Ernie Luntz has been serving time in Walla Walla for murder and is now being transported by car to a medium security prison when the driver has a heart attack and the car crashes. Ernie escapes and heads for his hometown, Ash Falls. Read (The Lyncher in Me, 2008) meticulously weaves the gritty, hard-knock lives of many men and women from this impoverished, rural town in mountainous Washington into “tight little complicated knots.” It’s October, a “time of mud and muck and creeping molds,” of “gloom and regret.” A series of chapters, each titled after a different character (or sometimes two) and told in the third person with frequent flashbacks, are our signposts. Ernie’s wife, Bobbie, is a part-time nurse at the high school their son, Patrick, attends. He works at Tin Dorsay’s mink farm after school. He’s gay and likes Mama T’s son, Shadow. Hank Kelleher, who’s pushing 60, used to teach at the high school and now sells pot for medicinal purposes to neighbors. He and Bobbie might have had an affair. His sister, Lyla, is married to Jonas Henry. Their son, Eugene, Hank’s nephew, is married to Marcelle. The young couple lives in Eugene’s parents’ basement.
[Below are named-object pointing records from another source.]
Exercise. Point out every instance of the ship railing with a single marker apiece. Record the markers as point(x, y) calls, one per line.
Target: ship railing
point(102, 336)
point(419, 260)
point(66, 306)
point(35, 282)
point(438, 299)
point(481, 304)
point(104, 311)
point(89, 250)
Marcelle works as a housekeeper at the Sleep Inn run by Melvin White. Eugene works at Benny’s garage. Chapter by chapter we come to know these people, their struggles and fears. We learn that four years earlier Ricky Cordero said “something,” maybe directed at Patrick. Bobbie “couldn’t tell what.” Ernie, a Vietnam War vet who suffered from “demons” and had a “hair trigger temper,” beat Ricky to death. In this small town that “can’t keep its mouth shut,” word of Ernie’s escape looms like a threatening thundercloud over the forests and rivers.
A moody, haunting foray into rural Americana in the mold of Daniel Woodrell and Christian Kiefer.